The entire Braun saga has been an unmitigated disaster, from the initial leak of the news of his positive test, to the unnerving details of his urine sample sitting in a collector's refrigerator for two days instead of being sent via FedEx to World Anti-Doping Agency headquarters in Montreal, to this evening's latest press release from MLB authorities whining about the result of this process.
Nobody comes out of this in a particularly positive light, though Braun and the players union certainly look better than MLB and the collection agency that botched protocols for transporting his sample last October.
Few would fault players for suddenly being skeptical of the entire drug-testing process, and it's fair to wonder whether the strong relationship that have been established between MLB and the union over the last few years might fall apart over this issue.
Drew Storen, the Nationals' player representative, said today that shouldn't be the case.
"I don't think so," the closer said. "I don't really know the details of the story, so I think once the details come out, we'll have a better understanding. ... But I think one thing people don't necessarily realize: We are all working together toward a drug-free sport. Everybody wants a drug-free environment."
Veteran players say they still have faith in the process, despite the obvious screw-ups in the Braun case.
"I've been in the league since the first drug testing was implemented, and you've seen how effective it's been," said DeRosa, who debuted in 1998 just as Mark McGwire and Sammy Sosa were breaking Roger Maris' single-season home run record. "I really feel like it's done remarkable things to clean up the game."

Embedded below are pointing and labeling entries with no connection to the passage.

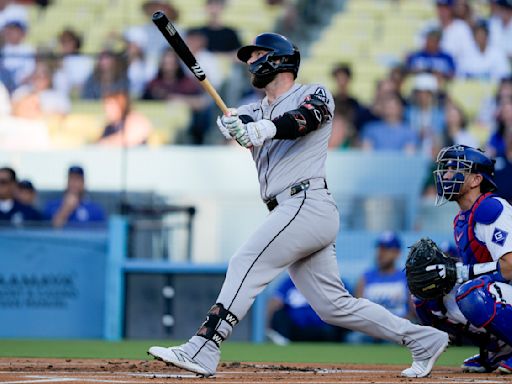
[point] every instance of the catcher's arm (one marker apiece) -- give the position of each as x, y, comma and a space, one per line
430, 273
500, 270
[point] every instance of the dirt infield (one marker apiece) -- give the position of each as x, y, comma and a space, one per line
23, 370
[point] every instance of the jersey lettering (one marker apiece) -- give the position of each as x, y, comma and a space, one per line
499, 236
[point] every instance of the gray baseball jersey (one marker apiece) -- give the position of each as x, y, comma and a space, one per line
299, 235
283, 163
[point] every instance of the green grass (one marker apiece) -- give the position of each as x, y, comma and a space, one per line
231, 351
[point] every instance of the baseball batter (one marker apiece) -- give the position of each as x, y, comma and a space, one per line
287, 133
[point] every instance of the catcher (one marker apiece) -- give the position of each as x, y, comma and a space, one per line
469, 298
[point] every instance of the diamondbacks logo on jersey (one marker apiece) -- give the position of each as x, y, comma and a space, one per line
320, 92
499, 236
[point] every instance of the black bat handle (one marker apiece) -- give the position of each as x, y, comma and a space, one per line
160, 19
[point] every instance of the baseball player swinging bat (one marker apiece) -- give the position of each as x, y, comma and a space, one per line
175, 41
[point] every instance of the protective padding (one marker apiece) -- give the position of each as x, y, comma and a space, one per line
487, 304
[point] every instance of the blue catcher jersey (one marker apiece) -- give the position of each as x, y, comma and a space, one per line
482, 232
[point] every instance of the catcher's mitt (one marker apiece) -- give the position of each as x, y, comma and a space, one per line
430, 273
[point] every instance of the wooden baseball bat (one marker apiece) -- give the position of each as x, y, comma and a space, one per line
175, 41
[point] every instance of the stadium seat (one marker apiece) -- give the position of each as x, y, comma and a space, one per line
471, 93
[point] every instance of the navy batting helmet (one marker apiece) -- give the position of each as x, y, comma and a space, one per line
282, 55
459, 160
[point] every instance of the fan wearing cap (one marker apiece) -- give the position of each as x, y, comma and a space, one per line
74, 208
18, 56
431, 58
500, 26
456, 38
385, 284
12, 210
425, 115
483, 60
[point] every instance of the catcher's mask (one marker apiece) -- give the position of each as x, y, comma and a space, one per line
453, 164
282, 56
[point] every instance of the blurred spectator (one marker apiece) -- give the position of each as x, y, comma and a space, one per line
5, 101
11, 10
482, 60
503, 167
170, 80
6, 79
496, 144
197, 42
140, 70
500, 27
124, 126
17, 55
74, 67
221, 38
109, 75
456, 131
11, 210
74, 207
37, 99
390, 134
424, 115
293, 319
384, 88
463, 10
385, 283
456, 36
488, 110
343, 133
26, 193
346, 104
171, 83
431, 58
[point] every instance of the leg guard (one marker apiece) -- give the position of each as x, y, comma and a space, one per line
487, 304
433, 312
215, 315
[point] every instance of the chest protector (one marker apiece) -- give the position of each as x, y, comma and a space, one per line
471, 249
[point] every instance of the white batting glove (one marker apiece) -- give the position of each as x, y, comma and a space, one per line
260, 131
462, 272
225, 122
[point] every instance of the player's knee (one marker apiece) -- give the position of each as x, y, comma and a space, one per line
424, 310
486, 303
476, 302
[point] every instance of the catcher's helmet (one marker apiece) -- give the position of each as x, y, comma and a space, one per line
460, 160
279, 47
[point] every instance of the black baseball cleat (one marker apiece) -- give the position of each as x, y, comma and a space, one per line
179, 358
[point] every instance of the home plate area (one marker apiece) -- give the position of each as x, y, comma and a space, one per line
21, 370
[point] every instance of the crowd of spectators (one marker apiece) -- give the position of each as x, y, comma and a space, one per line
458, 45
42, 82
20, 205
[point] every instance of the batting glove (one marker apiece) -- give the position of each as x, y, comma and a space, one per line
228, 121
462, 272
260, 131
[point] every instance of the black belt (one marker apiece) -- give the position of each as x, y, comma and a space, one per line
294, 189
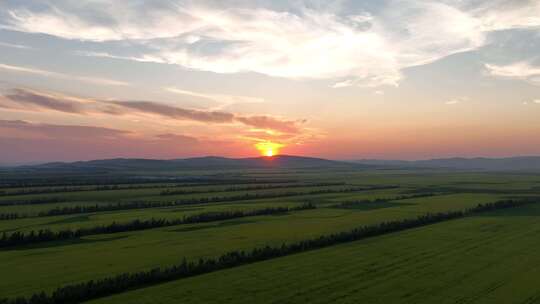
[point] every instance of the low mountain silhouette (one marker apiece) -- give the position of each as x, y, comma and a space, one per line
197, 163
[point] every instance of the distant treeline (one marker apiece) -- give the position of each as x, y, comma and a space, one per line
350, 204
84, 181
450, 190
46, 235
30, 190
80, 292
192, 201
248, 188
34, 201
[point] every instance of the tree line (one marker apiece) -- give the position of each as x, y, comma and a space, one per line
76, 293
66, 210
45, 235
351, 204
59, 189
34, 201
51, 181
248, 188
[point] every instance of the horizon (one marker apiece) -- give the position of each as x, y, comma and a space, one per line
340, 80
267, 157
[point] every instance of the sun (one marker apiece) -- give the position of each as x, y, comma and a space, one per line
268, 148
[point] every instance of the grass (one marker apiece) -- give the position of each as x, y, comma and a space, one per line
47, 267
461, 261
452, 262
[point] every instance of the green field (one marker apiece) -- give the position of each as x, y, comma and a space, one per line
487, 259
475, 259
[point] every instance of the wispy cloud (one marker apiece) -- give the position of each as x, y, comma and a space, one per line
222, 99
31, 141
361, 48
46, 73
15, 46
455, 101
32, 100
519, 70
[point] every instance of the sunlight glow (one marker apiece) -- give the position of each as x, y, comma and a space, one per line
268, 148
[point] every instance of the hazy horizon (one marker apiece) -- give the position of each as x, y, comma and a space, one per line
391, 80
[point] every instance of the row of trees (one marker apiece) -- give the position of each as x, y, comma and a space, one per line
77, 293
61, 189
66, 210
34, 201
351, 204
248, 188
45, 235
119, 180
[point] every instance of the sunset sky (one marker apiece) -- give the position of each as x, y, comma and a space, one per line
397, 79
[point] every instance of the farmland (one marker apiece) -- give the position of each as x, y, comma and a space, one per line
57, 232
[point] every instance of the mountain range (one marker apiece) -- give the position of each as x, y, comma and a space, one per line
529, 163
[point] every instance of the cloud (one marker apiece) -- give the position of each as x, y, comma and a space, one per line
37, 130
24, 99
349, 46
15, 46
149, 107
268, 122
45, 73
222, 99
31, 99
456, 101
27, 141
522, 70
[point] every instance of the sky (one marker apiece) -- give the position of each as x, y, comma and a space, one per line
383, 79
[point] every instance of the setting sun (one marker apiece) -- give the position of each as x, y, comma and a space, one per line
268, 148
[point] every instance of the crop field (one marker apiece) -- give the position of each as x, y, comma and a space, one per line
448, 242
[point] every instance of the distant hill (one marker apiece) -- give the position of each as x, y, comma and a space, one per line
198, 163
526, 163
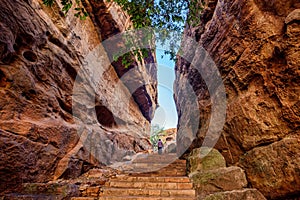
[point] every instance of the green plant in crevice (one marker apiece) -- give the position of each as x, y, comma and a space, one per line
155, 134
67, 5
165, 15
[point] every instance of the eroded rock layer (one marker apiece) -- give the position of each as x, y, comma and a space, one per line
63, 108
255, 46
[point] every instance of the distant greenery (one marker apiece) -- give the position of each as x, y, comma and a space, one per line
155, 134
164, 15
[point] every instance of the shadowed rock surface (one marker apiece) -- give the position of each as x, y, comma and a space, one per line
255, 46
53, 67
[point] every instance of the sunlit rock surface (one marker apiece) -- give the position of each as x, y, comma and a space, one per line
255, 46
53, 67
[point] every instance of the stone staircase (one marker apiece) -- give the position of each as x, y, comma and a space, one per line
151, 178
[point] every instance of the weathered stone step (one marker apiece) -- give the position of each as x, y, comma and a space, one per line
160, 160
147, 192
32, 197
150, 185
179, 179
145, 197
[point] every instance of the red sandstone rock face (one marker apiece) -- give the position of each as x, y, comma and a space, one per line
41, 54
255, 45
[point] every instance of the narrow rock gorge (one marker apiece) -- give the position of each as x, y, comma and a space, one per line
255, 46
63, 106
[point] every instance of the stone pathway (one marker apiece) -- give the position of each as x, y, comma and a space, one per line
152, 177
169, 182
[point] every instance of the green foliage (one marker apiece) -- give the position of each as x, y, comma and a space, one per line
155, 134
165, 15
67, 5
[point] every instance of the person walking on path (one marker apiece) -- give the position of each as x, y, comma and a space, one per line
160, 146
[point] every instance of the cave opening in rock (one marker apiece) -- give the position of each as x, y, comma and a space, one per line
105, 116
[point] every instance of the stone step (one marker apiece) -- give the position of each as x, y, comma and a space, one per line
146, 198
32, 197
150, 185
146, 192
160, 160
179, 179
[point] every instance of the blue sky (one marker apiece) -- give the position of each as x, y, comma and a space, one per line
166, 115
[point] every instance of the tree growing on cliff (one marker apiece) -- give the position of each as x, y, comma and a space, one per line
164, 15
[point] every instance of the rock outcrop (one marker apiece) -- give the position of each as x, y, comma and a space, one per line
255, 46
213, 180
63, 108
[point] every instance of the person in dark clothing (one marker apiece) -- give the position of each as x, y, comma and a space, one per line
160, 146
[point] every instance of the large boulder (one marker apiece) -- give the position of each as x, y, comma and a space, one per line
249, 194
218, 180
63, 107
274, 169
204, 158
255, 47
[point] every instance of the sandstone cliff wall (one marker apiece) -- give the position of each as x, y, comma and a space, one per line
53, 67
255, 45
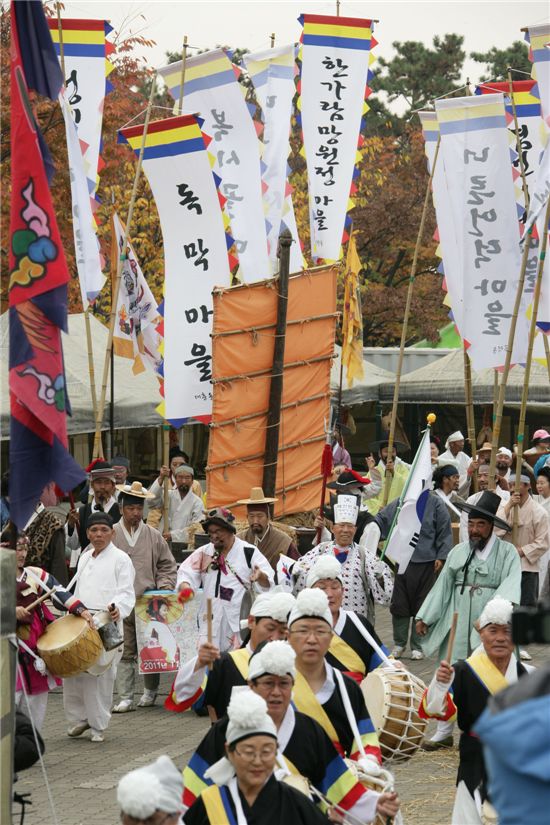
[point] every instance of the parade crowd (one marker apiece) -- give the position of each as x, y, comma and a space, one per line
287, 653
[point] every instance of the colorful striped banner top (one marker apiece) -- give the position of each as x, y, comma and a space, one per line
205, 71
165, 138
81, 38
525, 95
471, 114
340, 32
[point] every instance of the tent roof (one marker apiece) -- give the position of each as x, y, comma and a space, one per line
367, 389
442, 381
136, 396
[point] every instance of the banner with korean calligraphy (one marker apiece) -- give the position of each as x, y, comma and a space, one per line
179, 172
212, 90
85, 55
476, 157
86, 244
335, 56
446, 249
137, 315
166, 631
538, 38
272, 74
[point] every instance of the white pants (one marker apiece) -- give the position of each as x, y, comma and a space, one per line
465, 810
34, 705
88, 698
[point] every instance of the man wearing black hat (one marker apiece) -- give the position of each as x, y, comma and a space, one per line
102, 483
105, 581
226, 569
476, 571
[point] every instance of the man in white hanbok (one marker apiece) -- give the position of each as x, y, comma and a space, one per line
105, 581
226, 569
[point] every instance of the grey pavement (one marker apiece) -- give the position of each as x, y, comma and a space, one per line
82, 777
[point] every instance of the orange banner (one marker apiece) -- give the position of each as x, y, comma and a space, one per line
242, 349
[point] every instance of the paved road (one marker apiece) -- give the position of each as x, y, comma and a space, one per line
82, 777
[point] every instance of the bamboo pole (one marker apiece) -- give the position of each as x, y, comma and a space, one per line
88, 328
497, 415
502, 388
547, 351
121, 259
167, 482
277, 371
470, 416
182, 78
388, 475
527, 373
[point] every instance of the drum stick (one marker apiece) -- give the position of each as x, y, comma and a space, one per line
452, 635
41, 598
209, 621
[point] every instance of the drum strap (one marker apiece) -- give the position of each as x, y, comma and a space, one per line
218, 809
368, 638
346, 655
241, 658
489, 675
306, 702
349, 712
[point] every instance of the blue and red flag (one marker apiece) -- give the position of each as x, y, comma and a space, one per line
38, 280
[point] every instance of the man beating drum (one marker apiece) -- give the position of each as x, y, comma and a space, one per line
104, 581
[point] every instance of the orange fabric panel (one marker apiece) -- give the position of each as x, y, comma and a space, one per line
311, 293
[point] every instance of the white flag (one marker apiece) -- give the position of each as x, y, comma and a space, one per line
410, 510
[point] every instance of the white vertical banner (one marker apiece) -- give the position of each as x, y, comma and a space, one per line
212, 90
538, 38
272, 74
179, 172
335, 58
137, 315
85, 53
86, 244
476, 157
447, 239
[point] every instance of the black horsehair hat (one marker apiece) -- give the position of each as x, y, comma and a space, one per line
485, 507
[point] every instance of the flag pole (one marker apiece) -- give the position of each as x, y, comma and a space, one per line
527, 372
470, 415
497, 415
430, 418
121, 259
404, 328
87, 325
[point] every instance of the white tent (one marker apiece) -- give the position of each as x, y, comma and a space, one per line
136, 396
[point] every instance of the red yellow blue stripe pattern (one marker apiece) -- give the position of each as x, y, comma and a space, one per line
81, 38
166, 138
342, 32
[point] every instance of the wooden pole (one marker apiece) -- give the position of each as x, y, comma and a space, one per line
470, 416
497, 415
121, 259
209, 621
167, 482
452, 634
182, 78
547, 351
404, 328
276, 386
527, 373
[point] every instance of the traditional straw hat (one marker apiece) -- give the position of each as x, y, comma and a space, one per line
135, 489
257, 497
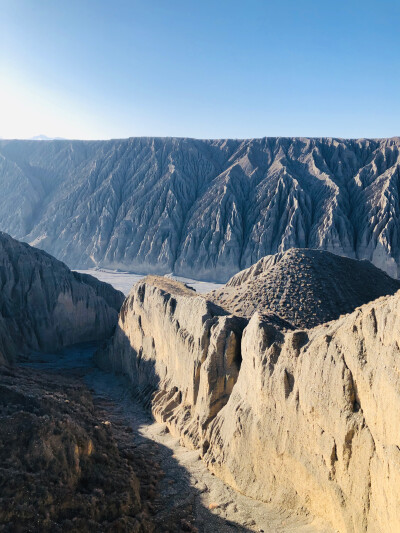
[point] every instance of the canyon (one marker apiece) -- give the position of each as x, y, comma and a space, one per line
300, 417
202, 209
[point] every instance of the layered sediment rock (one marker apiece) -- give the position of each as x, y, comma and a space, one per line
176, 344
306, 419
312, 422
44, 306
203, 209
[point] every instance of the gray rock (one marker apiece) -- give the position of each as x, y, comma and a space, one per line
202, 209
304, 287
44, 306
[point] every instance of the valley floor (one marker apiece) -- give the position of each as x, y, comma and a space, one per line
123, 281
187, 496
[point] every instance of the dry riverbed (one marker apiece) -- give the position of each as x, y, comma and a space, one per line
179, 492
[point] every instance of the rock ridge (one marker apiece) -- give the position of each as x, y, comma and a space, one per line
45, 307
302, 418
203, 209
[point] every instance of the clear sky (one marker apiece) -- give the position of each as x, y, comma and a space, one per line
99, 69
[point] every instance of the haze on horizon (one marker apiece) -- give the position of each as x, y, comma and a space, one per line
228, 69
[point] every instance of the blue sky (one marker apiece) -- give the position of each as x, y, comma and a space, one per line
98, 69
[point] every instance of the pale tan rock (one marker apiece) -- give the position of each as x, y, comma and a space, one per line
175, 342
307, 419
313, 420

To a man, players insist the sport is far cleaner now than it was during the late-1990s and early 2000s. Sure, there will always be a handful of guys who think they can cheat the system, but there is legitimate fear from everyone about getting caught ... and the ramifications that come along with it.
It's become pretty well-established that anyone strongly linked to PEDs faces nearly impossible odds of being voted into the Hall of Fame. (Full disclosure: I'm a Hall of Fame voter, and at this point I won't select any players who have either admitted taking PEDs or were otherwise proven to have taken them during their careers.)
Now, the vast majority of big-leaguers will never be in the conversation for Cooperstown. But even the marginal players know even the slightest link to PEDs right now spells doom for their careers. That's simply not worth the risk, in most players' minds.
"I think the drug system has done a very good job," Zimmerman said. "There's literally no drugs in the game. If you're doing drugs, you're taking a huge risk and you're more than likely going to get caught. So I think the system has done its job."
To an extent. Braun may have used the system in place to clear himself from suspension and perhaps the loss of his MVP award. But he may never be able to clear his reputation.
Which is why every player in the majors today was so consumed with the news coming out of Brewers camp.